For the first quarter, worldwide sales in the company's Specialty Minerals segment, which consists of precipitated calcium carbonate (PCC) and Processed Minerals, were $143.6 million, compared with $159.8 million in the fourth quarter of 2008, a 10% decrease. Both product lines in the segment experienced volume declines. Foreign exchange had an unfavorable impact on sequential sales growth for the quarter of approximately 1 percentage point. However, income from operations, excluding special items, was $10.0 million, a 19% increase from the $8.4 million recorded in the fourth quarter of 2008. This increase in profitability was due to the contractual recovery of raw material cost increases in the PCC product line and lower expenses throughout the segment, which more than offset volume declines. The Processed Minerals product line operated at a loss for the quarter of approximately $2 million.
Worldwide sales of PCC, which is used mainly in the manufacturing processes of the paper industry, were $123.1 million, a 10% decrease from the $137.4 million recorded in the fourth quarter of 2008. This decrease was associated primarily with lower PCC volumes caused by a worldwide decline in paper demand that resulted in both temporary and permanent paper machine shutdowns and production curtailments that continued throughout the first quarter. Worldwide sales of Processed Minerals products were $20.5 million, an 8% decline from the $22.4 million in the fourth quarter of 2008. Processed Minerals products, which include ground calcium carbonate and talc, are used in the building materials, polymers, ceramics, paints and coatings, glass and other manufacturing industries. The decline in Processed Minerals sales, which represented a 4% decline in volumes, was due to the continued production curtailment by customers serving the already weak residential and commercial construction and automotive industries.

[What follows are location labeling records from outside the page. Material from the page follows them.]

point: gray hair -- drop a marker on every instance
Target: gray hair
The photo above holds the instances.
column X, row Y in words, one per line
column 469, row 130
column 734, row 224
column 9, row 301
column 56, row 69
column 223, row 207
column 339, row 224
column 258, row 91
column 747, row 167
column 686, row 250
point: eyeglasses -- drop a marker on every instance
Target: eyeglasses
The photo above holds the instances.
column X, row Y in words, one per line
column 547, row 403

In the company's Refractories segment, sales in the first quarter of 2009 were $64.7 million, a 19% decrease from the $80.2 million recorded in the fourth quarter of 2008. Foreign exchange had an unfavorable impact on sales of less than 1 percentage point vs. the fourth quarter of 2008. The Refractory segment, which provides products and services primarily to the worldwide steel industry, recorded an operating loss of $1.9 million, excluding special items, for the first quarter compared with operating income of $1.6 million in the fourth quarter of 2008. Continued lower levels of global steel production in the quarter was the primary cause of this decline, which resulted in a 17% decrease in refractories volumes from the fourth quarter 2008.
“The first quarter was a continuation of the last two months of the fourth quarter-demand for steel in North America, our most important market for refractories, was down more than 50% from third quarter levels; housing starts were at the lowest levels in decades; and North American paper production was down over 25% from prior year,” said Muscari. “We will continue to effectively manage through these extraordinarily difficult and uncertain times. I am confident that because of the restructuring program the company initiated in 2007 and continued in 2008, we are on a stronger foundation than in years past. We continue to have a strong balance sheet, good cash flow, leaner operations, and we will make the necessary adjustments to maintain our competitiveness in this global recession.”